The court also rejected the notion that the Connector Pipeline was subject to FERC jurisdiction under section 7 of the NGA, relying on precedent related to another Texas intrastate pipeline providing limited interstate service under section 311 of the Natural Gas Policy Act.
Implications for Judicial Review of Future FERC Orders
The ruling marks the first time a panel of judges on the D.C. Circuit embraced Seven County as applied to FERC pipeline reviews conducted under the NGA. It is a marked departure from prior D.C. Circuit decisions that curtailed NGA permits on NEPA sufficiency grounds, which Akin explained in a prior client alert on Seven County. Prior cases held that agencies should assess environmental effects of upstream or downstream projects outside of the agency’s jurisdiction as part of indirect and cumulative impact analyses for pipeline and energy infrastructure projects. If the court’s new line of reasoning holds, litigation risks to project developers may lessen. It could also expedite approvals for energy projects by reducing the scope of an agency’s NEPA review, which may have been expanded to reduce an agency’s reversal risk in court.

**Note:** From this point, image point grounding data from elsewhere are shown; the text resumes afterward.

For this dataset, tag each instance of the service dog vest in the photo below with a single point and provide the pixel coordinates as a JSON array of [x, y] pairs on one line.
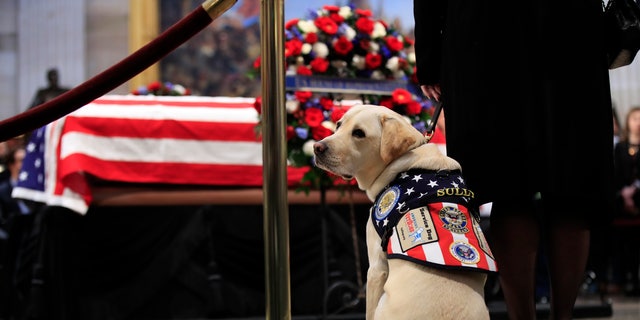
[[428, 217]]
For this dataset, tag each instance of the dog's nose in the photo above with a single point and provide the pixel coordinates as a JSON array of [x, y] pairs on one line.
[[319, 148]]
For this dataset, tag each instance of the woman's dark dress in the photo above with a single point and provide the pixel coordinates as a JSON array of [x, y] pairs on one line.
[[526, 96]]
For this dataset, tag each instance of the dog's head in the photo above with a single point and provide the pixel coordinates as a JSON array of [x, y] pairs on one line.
[[367, 139]]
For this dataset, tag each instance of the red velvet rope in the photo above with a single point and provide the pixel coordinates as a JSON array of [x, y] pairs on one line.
[[109, 79]]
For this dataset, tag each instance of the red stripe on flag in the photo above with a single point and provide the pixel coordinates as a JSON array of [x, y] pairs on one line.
[[446, 238], [174, 103], [168, 172]]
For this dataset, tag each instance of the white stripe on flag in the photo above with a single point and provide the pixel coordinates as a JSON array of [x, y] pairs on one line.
[[161, 150]]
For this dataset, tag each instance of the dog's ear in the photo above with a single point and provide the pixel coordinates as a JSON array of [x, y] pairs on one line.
[[397, 138]]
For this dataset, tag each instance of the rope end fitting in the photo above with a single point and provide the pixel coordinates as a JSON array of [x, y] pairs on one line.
[[216, 8]]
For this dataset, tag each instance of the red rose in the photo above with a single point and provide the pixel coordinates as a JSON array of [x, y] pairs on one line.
[[342, 46], [414, 76], [258, 105], [304, 71], [401, 96], [319, 65], [291, 23], [311, 38], [364, 25], [393, 43], [303, 96], [365, 44], [337, 113], [327, 25], [336, 17], [153, 86], [364, 13], [291, 132], [413, 108], [331, 8], [320, 132], [326, 103], [313, 117], [293, 47], [372, 60]]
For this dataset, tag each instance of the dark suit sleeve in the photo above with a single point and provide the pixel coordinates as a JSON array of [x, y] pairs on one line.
[[429, 21]]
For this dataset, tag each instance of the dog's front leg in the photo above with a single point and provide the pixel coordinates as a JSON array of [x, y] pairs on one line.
[[378, 270]]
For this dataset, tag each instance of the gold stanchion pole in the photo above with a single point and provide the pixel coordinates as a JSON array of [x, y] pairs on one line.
[[274, 155]]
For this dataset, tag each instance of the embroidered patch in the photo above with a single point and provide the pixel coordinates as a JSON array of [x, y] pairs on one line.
[[454, 220], [464, 252], [416, 228], [386, 202]]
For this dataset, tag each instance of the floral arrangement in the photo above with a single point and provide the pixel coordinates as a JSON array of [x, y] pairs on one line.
[[345, 42], [342, 42], [158, 88]]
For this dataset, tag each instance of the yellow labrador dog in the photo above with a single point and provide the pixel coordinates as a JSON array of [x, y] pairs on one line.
[[427, 259]]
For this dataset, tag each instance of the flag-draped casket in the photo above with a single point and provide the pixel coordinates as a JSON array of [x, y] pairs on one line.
[[150, 140]]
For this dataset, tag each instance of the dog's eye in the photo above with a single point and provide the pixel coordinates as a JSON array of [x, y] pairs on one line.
[[358, 133]]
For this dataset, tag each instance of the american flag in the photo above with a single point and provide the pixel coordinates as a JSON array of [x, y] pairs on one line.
[[208, 141]]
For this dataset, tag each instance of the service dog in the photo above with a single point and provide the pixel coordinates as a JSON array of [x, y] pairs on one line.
[[427, 256]]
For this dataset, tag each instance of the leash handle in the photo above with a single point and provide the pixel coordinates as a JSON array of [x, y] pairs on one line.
[[431, 128]]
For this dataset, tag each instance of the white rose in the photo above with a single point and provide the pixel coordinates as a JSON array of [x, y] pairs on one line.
[[307, 148], [393, 64], [306, 48], [349, 33], [307, 26], [292, 106], [329, 125], [358, 62], [377, 75], [379, 30], [345, 12], [321, 50]]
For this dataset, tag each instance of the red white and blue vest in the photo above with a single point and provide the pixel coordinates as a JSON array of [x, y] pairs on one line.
[[429, 217]]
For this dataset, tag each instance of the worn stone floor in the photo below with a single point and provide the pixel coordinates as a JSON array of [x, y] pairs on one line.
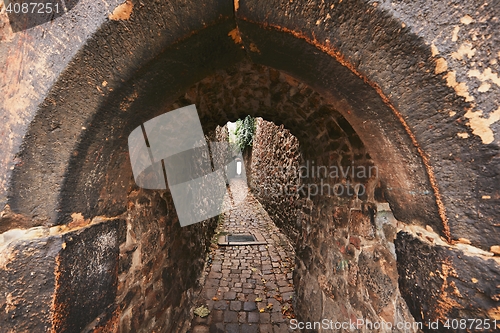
[[247, 289]]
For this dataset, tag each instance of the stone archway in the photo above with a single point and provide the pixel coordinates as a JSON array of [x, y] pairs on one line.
[[408, 103]]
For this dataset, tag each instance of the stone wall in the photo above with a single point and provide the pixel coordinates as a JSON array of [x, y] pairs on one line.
[[137, 272], [346, 262]]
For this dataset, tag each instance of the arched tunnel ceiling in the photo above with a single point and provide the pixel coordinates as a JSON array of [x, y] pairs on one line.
[[378, 74]]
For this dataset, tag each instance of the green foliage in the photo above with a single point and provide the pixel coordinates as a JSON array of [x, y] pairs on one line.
[[244, 132]]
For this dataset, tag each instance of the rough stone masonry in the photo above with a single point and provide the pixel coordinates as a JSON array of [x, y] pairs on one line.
[[416, 82]]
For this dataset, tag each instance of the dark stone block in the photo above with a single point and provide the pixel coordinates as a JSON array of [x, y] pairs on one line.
[[441, 283], [27, 285]]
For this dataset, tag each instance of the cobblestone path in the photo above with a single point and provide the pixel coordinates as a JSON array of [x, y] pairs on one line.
[[247, 289]]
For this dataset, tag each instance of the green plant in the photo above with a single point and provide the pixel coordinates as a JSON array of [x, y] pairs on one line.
[[244, 132]]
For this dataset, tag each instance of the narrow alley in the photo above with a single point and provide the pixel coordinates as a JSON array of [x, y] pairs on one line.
[[247, 288]]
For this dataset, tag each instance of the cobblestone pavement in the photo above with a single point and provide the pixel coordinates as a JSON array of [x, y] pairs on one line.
[[247, 289]]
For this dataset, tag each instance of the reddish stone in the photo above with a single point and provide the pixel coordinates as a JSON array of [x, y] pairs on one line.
[[355, 241]]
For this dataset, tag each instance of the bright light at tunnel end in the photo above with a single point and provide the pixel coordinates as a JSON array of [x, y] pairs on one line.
[[170, 151]]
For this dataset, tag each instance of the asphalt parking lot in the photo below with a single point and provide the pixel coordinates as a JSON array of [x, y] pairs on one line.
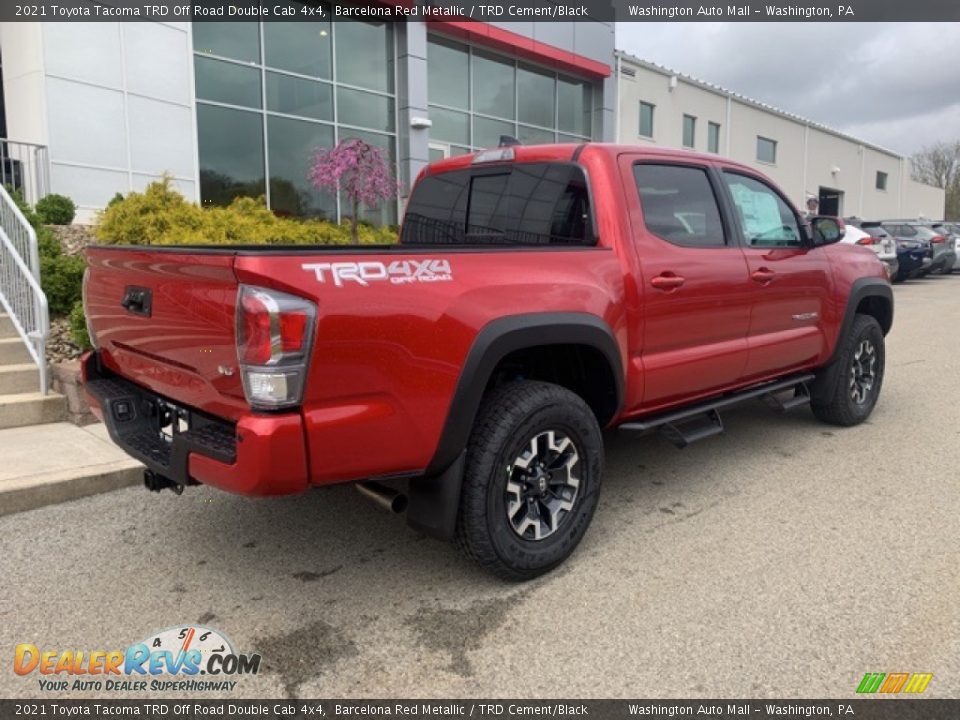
[[784, 558]]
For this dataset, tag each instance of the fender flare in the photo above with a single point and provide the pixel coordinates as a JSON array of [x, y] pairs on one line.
[[435, 497], [862, 288]]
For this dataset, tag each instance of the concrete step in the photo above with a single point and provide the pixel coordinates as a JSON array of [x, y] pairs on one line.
[[20, 378], [6, 327], [50, 464], [13, 351], [22, 409]]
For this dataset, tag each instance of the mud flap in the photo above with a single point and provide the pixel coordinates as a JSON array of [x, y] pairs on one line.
[[434, 501]]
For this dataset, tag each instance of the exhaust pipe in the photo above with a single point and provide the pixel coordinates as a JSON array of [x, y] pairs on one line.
[[387, 498]]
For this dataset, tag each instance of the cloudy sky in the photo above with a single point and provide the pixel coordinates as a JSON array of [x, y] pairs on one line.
[[893, 84]]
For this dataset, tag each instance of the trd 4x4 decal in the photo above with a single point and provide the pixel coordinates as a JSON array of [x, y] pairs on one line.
[[397, 272]]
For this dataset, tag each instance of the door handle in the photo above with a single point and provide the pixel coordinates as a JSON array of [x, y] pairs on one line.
[[763, 276], [667, 281]]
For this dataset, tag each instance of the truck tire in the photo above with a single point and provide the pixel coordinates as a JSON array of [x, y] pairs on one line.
[[532, 479], [858, 377]]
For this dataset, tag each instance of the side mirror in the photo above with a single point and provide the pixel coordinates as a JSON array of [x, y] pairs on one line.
[[826, 230]]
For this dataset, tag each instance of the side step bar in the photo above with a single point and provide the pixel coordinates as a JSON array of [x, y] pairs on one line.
[[700, 421]]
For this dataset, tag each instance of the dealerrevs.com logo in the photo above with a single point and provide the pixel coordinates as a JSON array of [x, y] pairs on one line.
[[189, 658]]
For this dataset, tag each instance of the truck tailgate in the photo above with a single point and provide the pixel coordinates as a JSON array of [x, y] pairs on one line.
[[166, 321]]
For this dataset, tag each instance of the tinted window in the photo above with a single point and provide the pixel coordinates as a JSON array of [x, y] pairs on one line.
[[522, 204], [765, 218], [679, 205]]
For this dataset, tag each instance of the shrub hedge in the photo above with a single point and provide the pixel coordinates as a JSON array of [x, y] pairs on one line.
[[56, 209], [162, 216]]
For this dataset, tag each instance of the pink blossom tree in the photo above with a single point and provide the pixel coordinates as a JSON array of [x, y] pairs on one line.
[[358, 169]]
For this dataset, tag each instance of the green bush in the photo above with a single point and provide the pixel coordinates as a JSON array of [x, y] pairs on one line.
[[61, 277], [47, 243], [162, 216], [78, 327], [56, 209]]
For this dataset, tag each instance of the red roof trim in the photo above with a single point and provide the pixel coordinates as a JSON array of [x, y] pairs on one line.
[[522, 46]]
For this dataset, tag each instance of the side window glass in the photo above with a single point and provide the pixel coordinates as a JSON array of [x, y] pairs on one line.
[[765, 218], [679, 205]]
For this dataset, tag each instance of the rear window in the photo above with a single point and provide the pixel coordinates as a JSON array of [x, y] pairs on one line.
[[521, 204]]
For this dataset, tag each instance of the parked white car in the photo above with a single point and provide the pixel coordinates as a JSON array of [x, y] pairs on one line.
[[885, 246]]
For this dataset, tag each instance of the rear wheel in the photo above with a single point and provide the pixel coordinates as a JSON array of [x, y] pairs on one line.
[[858, 375], [532, 479]]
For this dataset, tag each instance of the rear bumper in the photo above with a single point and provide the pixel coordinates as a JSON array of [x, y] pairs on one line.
[[258, 455]]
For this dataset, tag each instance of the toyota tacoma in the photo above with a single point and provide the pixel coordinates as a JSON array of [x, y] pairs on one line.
[[537, 296]]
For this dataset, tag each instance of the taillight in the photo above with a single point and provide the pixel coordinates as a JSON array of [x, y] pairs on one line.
[[274, 338]]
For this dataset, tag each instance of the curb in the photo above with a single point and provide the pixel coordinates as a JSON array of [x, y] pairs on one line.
[[54, 488]]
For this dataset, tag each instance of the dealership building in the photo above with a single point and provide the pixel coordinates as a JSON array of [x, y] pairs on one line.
[[90, 109], [849, 176], [238, 108]]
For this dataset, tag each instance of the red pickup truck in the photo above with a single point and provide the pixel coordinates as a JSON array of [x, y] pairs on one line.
[[537, 296]]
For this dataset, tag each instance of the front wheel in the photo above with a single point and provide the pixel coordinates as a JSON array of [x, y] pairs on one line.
[[532, 479], [859, 375]]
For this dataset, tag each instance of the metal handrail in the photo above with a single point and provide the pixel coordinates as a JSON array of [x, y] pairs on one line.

The decision indicates that going forward, environmental groups will face a higher bar in challenging FERC’s environmental documents. Unless they can show that FERC’s scoping decisions fall outside a “broad zone of reasonableness” or ignore impacts with a “reasonably close causal relationship” to the federal action, their claims may not overcome this reinforced deference standard. This could lead to fewer successful NEPA challenges in the D.C. Circuit, long considered a key venue for environmental litigation.